Wednesday, October 12, 2011

"Protesting Plutocracy": a short story

"Protesting Plutocracy"


In the sterling office of the pseudo-intellectual literary journal n+1, staffers read on their phones and iPads about the "Occupy Wall Street" protests taking place. The staffers carry studied faces of hip concern. Being a literary intellectual is serious business. It takes work.

"Why can't we do something like that?" a staffer asks. "To show our affinity with the protests would increase our credibility. After all, we're supposed to be Social Democrats, aren't we?"

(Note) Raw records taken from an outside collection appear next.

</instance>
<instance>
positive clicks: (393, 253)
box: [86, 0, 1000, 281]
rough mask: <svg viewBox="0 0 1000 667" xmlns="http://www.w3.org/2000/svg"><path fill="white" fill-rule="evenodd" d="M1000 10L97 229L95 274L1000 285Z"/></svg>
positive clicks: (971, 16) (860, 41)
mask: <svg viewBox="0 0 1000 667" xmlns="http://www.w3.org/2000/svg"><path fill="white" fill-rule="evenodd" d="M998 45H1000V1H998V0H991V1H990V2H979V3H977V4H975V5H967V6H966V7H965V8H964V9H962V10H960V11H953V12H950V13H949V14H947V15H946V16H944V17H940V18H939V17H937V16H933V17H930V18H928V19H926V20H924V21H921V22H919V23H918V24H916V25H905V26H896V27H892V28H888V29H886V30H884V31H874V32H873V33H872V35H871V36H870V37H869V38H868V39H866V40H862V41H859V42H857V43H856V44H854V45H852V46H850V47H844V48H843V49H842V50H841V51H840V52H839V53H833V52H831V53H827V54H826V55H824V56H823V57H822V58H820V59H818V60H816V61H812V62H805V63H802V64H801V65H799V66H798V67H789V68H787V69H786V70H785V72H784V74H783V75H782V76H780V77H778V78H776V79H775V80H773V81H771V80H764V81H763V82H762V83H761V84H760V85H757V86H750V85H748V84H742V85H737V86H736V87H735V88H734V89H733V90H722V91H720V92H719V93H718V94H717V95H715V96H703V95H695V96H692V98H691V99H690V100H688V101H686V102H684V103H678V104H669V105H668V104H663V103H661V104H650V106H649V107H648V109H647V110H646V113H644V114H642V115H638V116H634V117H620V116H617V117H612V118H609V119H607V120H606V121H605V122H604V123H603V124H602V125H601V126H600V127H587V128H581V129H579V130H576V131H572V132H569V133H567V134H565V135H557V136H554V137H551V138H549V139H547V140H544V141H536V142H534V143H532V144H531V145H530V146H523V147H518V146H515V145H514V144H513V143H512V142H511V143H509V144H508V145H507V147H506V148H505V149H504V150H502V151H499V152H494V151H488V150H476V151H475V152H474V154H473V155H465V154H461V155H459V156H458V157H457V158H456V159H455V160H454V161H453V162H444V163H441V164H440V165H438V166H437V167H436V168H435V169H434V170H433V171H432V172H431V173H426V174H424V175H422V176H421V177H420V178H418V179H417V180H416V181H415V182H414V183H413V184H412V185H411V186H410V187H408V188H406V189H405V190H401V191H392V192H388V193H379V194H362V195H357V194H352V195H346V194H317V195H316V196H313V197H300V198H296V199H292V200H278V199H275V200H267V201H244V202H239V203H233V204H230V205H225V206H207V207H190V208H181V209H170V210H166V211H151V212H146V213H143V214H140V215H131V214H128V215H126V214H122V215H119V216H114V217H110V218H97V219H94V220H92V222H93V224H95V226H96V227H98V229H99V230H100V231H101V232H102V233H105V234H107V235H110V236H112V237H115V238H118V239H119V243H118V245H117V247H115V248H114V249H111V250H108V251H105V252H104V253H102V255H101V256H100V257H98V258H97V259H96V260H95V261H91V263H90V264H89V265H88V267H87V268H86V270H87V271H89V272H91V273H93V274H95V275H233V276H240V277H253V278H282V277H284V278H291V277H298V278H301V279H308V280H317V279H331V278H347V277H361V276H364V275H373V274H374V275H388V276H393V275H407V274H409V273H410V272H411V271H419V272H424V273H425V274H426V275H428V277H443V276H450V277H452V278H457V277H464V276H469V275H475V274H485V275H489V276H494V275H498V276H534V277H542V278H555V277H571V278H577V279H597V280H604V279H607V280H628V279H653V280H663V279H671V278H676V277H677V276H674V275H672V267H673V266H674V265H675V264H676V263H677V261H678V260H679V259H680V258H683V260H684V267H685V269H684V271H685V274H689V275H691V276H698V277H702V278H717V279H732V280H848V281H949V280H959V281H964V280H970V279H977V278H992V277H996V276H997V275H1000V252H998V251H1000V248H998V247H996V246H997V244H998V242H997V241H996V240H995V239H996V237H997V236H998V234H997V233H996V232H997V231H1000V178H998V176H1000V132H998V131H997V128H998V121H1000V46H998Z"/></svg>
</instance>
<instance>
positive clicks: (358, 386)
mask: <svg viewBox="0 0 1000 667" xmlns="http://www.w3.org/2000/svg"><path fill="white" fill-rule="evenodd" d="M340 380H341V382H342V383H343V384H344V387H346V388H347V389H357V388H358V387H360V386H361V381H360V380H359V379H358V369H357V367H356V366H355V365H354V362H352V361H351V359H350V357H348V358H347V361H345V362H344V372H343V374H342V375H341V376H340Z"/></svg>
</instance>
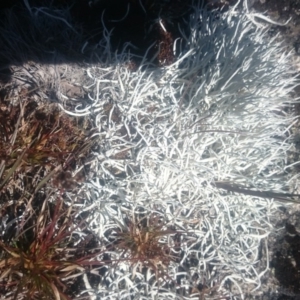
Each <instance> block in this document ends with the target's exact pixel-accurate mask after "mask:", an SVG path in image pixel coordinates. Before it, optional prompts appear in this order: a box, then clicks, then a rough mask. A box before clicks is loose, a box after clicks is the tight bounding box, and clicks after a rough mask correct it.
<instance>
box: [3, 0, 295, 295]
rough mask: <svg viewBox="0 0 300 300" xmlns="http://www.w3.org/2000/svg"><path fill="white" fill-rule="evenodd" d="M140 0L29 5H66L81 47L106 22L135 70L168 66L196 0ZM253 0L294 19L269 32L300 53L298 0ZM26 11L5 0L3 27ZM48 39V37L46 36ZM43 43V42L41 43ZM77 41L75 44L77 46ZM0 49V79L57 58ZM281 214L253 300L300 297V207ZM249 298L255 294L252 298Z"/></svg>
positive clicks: (94, 0)
mask: <svg viewBox="0 0 300 300" xmlns="http://www.w3.org/2000/svg"><path fill="white" fill-rule="evenodd" d="M199 1H200V0H199ZM141 2H142V3H143V7H142V6H141V5H140V4H139V3H140V1H137V0H126V1H121V0H102V1H97V0H94V1H87V0H73V1H69V0H52V1H42V0H35V1H30V4H31V5H37V6H41V5H48V6H49V5H51V7H66V6H68V7H69V8H70V12H71V17H72V22H74V24H81V26H82V27H81V28H82V31H81V37H80V38H79V40H78V45H79V44H80V45H82V42H83V41H88V42H89V45H90V48H93V47H96V46H97V43H98V42H99V40H100V39H101V38H102V37H103V30H104V24H105V28H106V29H107V30H108V31H109V32H110V31H112V37H111V47H112V48H111V50H112V52H122V51H123V50H124V48H126V49H127V51H130V53H131V55H132V59H133V68H134V67H135V66H136V64H138V63H139V62H140V61H141V59H142V58H143V57H144V56H146V58H147V60H148V61H151V62H152V63H154V64H156V65H158V66H162V65H168V64H170V63H172V61H173V60H174V59H175V57H174V54H173V52H172V44H173V41H174V40H175V39H176V38H177V37H179V36H180V31H179V27H180V28H181V29H182V30H183V31H184V32H186V33H188V30H189V29H188V28H187V27H186V26H185V23H184V19H185V18H186V17H187V16H188V14H189V12H190V4H191V3H192V0H164V1H163V0H142V1H141ZM200 2H201V1H200ZM250 2H251V1H249V3H250ZM46 3H48V4H46ZM205 3H206V4H208V8H209V9H220V10H226V9H228V5H232V4H234V3H236V0H228V1H222V0H219V1H215V0H206V1H205ZM252 3H253V8H254V9H255V10H256V11H259V12H266V11H267V13H268V15H269V16H270V18H272V19H273V20H275V21H278V22H285V21H287V20H288V19H289V18H291V21H290V22H289V24H288V25H287V26H277V25H274V26H272V29H271V31H270V32H271V34H276V33H280V34H281V39H283V40H284V41H285V43H286V45H287V47H288V48H289V49H290V50H294V51H295V55H300V0H253V1H252ZM24 9H25V8H24V5H23V1H19V0H8V1H3V0H2V1H1V3H0V12H2V14H1V19H2V22H0V23H1V24H2V25H1V24H0V30H1V28H3V26H4V27H5V26H6V24H5V22H4V21H3V20H4V19H5V18H4V17H3V16H5V14H6V13H7V12H8V11H14V10H19V11H20V12H21V13H23V12H24ZM159 20H161V21H162V23H163V25H164V26H165V28H166V31H164V30H162V27H161V26H160V25H159ZM116 21H118V22H116ZM178 25H179V26H178ZM1 26H2V27H1ZM48 38H49V37H45V40H47V39H48ZM39 43H41V44H43V41H39ZM55 43H56V44H55ZM58 43H59V40H56V42H55V41H54V44H52V45H50V46H48V47H50V48H51V47H53V46H54V47H56V46H57V45H58ZM78 45H77V44H75V46H74V48H76V47H77V46H78ZM34 46H37V45H34ZM60 46H61V45H60ZM98 46H99V45H98ZM1 47H2V48H1V49H0V81H1V80H2V81H9V79H10V75H11V74H10V69H9V65H10V64H12V63H15V62H18V63H22V61H24V60H35V61H36V60H37V61H38V62H41V63H45V62H46V63H47V62H50V61H51V62H53V59H52V58H49V57H47V58H45V56H40V55H38V53H34V54H33V53H32V52H30V53H20V52H15V53H14V55H13V56H9V59H8V57H7V52H8V51H12V49H9V46H8V45H2V46H1ZM43 47H44V48H43V49H45V47H46V50H47V46H44V45H43ZM60 49H61V51H62V53H61V56H60V57H61V58H65V59H66V60H68V61H70V60H72V61H75V62H82V61H83V60H86V59H87V56H86V55H83V54H82V55H81V54H80V55H78V53H80V51H77V50H76V49H75V50H74V52H70V50H69V48H63V47H62V48H60ZM66 49H67V50H66ZM78 49H79V48H78ZM75 52H76V54H75ZM146 53H147V54H146ZM88 55H90V53H88ZM153 57H154V59H152V58H153ZM88 58H89V59H91V60H92V59H93V56H92V55H90V56H88ZM298 92H299V91H297V93H298ZM278 216H279V220H278V223H277V228H278V232H277V234H276V235H274V236H272V237H270V241H269V245H270V255H271V262H270V268H271V272H270V273H269V282H270V285H272V286H269V288H270V290H271V292H270V293H267V292H266V293H265V294H264V296H262V298H258V297H254V296H253V297H254V298H255V299H266V300H267V299H277V300H292V299H300V208H299V207H296V206H295V207H293V209H292V210H291V211H288V210H284V209H283V211H281V212H279V214H278ZM280 228H283V229H280ZM274 291H275V292H274ZM276 291H277V292H276ZM249 298H252V297H250V296H249Z"/></svg>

"Yes! Social Democrats!" a colleague affirms.

"Indubitably! Social Democrats!" a third voice agrees.

Heads among the others nod affirmatively.

"But, but what can we protest?" they ask themselves.

A large sign on a wall in the office says, "THINK URBAN," reminding them they're no longer behind the exclusive gates of yale, Columbia, or Harvard. This is Brooklyn. Their Ivy League preppiness, the ascots, bow ties, and cocktail dresses that might be found in a similar office, like the office of New Criterion, for instance, have been left behind.

"Well," one of them decides, "we might protest plutocracy in the literary realm. After all, that's our field, isn't it? We could make that our focus."

"Yes. It's only natural," a second staffer affirms.

It's only indubitably correct and right," a third staffer agrees.

Heads of others nod affirmatively.

"But, but, how do we possibly go about it?"

They sit stoically but glumly for several minutes, waiting for other ideas to arise. Being intellectual is serious work.

"I know! I know!" an inspired young woman says. "Let's ask Chad!"

"Yes! Chad!"

They knock on the door of the office belonging to the journal's brainiac, Chad. The most serious thinker on a staff of serious thinkers. Inside, the man meditates, Franzen-like, in a tiny room filled with pigeons and other winged creatures. But no cellphones! It's a cellphone-free office. The birds look hopefully at the new visitors to the small space. In serious tones the visitors explain their dilemma to the serious man.